In the presentation a capsule filler with the automated adjustment of al critical process parameters, an advanced sensor technology to control material and process conditions and process monitoring and the automated change-over to the next parameter set will be presented (fig.2).

Automated process development can be used in process optimization. Combined with lower material consumption, the correlation of process efficiency and quality can be evaluated in 2 hours, compared to 2 weeks of standard manual work.

Interactions of process parameters make it often complex to optimize machine processes. In different tests we show, that different and sometimes totally, opposite process parameters can lead to a robust process. Examples of typical results are shown in figure 2.

Automated Process Development in tablet compression

The feeder of a rotary tablet press is usually operated with either 2 paddles (2-paddle feeder) or 3 paddles (3-paddle feeder). The studies in this article show that the mode of operation is a decisive and statistically significant influencing factor in the determination of parameters with the aim of reducing scatter in tablet weight and tablet hardness. A new automation solution for tablet presses will be presented, which enables a changeover from 2-paddle operation (2-paddle feeder) to 3-paddle operation (3-paddle feeder) as well as between diverse types of paddle shapes without manual intervention and machine stops. The comparison of the time required to a manual changeover provides an overview of the potential of the automated feeder for prompt and meaningful predictions for the optimal parameter settings on the tablet press. Different studies with poor flowing materials, identification of over-lubrication and capping effects will be shown.

Fully Automated and DoE-Based Development of an Oral Solid Dosage Form

The aim of this study is to demonstrate the potential of fully automated and DoE-based development of oral solid dosage forms (tablets). The combination of design-of-experiments and automated execution of the individual process steps offers a new potential to accelerate the development process and to integrate more Quality-by-Design.

• Planning of all trials using Design-of-Experiments
• Automated execution of all experiments and analysis of the results

By automating all development steps (granulation, compression and quality analysis) a high throughput and short development time were achieved. 26 different fluid bed granulation experiments were performed, more than 260 tablet batches were prepared, each containing more than 400 tablets. All tablets were evaluated on a new tablet analysis tool, measuring weight, dimension and API content. Also, the sophisticated investigation of interactions between formulation process parameters with the quality attributes of the compression step drives the understanding of the final manufacturing process and quality to a new level. The complete development process, from the powder to the final tablet, including determination and analysis of Critical Process Parameters and Critical Quality Attributes was performed in 7 days.

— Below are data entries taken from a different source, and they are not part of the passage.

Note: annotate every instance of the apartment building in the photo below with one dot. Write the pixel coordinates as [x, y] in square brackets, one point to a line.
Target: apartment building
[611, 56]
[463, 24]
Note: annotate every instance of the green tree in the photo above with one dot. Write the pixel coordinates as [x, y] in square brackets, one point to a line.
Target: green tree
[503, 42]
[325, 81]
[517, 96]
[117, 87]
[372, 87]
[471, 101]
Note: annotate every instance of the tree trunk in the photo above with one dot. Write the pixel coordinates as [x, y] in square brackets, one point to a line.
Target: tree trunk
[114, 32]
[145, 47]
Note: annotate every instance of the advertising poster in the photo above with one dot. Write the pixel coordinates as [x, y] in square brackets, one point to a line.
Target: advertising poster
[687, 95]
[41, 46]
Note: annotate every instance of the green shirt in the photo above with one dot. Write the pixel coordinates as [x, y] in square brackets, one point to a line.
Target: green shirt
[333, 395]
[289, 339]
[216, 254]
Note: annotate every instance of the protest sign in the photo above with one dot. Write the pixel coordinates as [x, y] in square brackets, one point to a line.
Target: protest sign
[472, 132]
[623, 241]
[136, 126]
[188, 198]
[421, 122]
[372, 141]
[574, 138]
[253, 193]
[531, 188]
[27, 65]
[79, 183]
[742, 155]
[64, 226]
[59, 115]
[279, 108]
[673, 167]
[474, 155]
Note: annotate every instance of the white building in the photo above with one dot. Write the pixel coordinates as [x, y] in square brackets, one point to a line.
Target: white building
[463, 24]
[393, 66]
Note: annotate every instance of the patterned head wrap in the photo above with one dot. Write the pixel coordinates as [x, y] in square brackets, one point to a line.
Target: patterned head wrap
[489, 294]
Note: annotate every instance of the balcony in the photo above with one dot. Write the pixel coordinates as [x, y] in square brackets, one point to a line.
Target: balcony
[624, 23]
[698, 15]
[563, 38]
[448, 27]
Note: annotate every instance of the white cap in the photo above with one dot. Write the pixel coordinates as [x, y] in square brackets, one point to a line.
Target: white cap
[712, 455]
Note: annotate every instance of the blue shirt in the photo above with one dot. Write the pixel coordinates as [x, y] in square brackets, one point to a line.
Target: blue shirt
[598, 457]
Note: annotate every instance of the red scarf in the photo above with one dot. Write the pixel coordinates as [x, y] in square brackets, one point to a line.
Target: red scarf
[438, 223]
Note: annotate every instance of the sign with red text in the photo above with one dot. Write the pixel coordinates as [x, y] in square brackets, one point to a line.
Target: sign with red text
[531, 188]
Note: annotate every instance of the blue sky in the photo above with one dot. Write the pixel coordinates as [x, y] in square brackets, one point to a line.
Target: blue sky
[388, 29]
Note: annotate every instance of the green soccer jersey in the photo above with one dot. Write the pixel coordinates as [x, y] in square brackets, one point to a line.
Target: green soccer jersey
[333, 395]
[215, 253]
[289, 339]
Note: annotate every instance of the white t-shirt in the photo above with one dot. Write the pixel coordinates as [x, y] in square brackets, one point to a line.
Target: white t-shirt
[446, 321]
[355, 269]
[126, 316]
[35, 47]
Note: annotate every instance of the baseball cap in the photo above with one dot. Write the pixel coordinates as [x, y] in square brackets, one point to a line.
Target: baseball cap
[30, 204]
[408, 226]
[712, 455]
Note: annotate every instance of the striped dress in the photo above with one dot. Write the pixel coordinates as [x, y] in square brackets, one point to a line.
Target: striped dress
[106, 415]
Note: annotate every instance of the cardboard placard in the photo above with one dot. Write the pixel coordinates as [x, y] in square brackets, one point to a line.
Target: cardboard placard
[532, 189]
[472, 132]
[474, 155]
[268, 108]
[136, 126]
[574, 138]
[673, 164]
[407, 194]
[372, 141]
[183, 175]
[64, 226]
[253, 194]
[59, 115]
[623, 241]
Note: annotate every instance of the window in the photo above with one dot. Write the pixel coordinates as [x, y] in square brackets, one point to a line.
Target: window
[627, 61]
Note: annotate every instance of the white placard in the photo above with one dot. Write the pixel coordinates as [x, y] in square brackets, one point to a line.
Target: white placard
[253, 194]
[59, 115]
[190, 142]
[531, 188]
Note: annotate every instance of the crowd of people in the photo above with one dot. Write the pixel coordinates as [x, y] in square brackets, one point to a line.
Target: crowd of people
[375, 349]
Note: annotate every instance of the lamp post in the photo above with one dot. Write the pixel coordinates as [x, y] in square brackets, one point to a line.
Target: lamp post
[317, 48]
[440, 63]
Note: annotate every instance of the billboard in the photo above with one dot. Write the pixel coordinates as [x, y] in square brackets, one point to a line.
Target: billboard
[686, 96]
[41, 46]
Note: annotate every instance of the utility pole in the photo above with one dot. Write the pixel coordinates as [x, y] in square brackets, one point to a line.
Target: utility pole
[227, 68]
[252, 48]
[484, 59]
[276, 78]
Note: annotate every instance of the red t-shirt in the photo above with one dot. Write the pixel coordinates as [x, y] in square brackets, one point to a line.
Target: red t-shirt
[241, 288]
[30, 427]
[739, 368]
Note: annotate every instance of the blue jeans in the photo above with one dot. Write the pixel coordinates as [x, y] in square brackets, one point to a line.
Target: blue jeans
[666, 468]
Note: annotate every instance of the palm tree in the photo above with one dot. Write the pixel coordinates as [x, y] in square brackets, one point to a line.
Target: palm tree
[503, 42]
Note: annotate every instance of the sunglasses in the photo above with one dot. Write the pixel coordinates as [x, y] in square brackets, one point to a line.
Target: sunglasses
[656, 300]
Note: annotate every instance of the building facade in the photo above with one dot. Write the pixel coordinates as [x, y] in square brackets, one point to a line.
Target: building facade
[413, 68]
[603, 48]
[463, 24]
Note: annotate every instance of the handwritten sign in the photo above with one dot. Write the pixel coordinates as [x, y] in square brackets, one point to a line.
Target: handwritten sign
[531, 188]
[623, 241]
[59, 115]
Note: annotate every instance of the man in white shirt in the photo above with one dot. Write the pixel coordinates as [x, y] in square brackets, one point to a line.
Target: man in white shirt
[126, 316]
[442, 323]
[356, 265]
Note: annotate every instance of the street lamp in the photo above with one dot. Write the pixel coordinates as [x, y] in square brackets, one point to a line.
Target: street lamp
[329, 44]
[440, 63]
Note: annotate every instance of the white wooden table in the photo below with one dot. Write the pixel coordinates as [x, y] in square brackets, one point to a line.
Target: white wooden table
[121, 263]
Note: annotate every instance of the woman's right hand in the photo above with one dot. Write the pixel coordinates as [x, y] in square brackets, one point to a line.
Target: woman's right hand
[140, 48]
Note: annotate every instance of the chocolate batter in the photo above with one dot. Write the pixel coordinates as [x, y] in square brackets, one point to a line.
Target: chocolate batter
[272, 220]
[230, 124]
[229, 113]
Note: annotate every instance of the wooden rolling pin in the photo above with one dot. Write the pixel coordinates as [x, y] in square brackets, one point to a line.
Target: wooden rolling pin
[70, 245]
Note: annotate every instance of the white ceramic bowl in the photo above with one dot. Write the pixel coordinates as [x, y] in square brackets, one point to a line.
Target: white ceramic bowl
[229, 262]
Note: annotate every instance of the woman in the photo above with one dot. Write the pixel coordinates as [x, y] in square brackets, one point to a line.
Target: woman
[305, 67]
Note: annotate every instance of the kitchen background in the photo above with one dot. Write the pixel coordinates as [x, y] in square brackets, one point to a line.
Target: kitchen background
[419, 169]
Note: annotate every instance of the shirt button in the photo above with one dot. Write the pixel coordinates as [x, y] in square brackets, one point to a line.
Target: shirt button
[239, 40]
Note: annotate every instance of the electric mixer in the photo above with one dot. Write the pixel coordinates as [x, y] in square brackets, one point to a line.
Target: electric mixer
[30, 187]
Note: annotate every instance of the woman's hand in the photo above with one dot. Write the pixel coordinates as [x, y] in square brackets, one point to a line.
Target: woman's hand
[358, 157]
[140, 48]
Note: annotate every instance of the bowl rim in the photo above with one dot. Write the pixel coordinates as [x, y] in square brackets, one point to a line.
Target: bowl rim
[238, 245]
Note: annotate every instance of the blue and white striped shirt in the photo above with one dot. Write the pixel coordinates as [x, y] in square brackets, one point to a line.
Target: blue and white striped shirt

By combining DoE and automation it is possible to screen a larger parameter space, detect interactions of parameters, and optimize tablet quality (Quality by Design). Due to automation, the amount of material required is less than with manual testing and the intermediate change of the various modules such as 2- and 3-paddle-feeder. The method is transferrable to all kinds of oral solid dosage processes and products. It also can be used in the development of batch and continuous manufacturing products.

Conclusion

Automated process development combines Design of Experiments, automated execution of tests with the integrated measurement of quality attributes. Lower material consumption, more efficient process optimization and identification of critical process parameters make a pronounced contribution to reducing costs, improving quality and efficiency.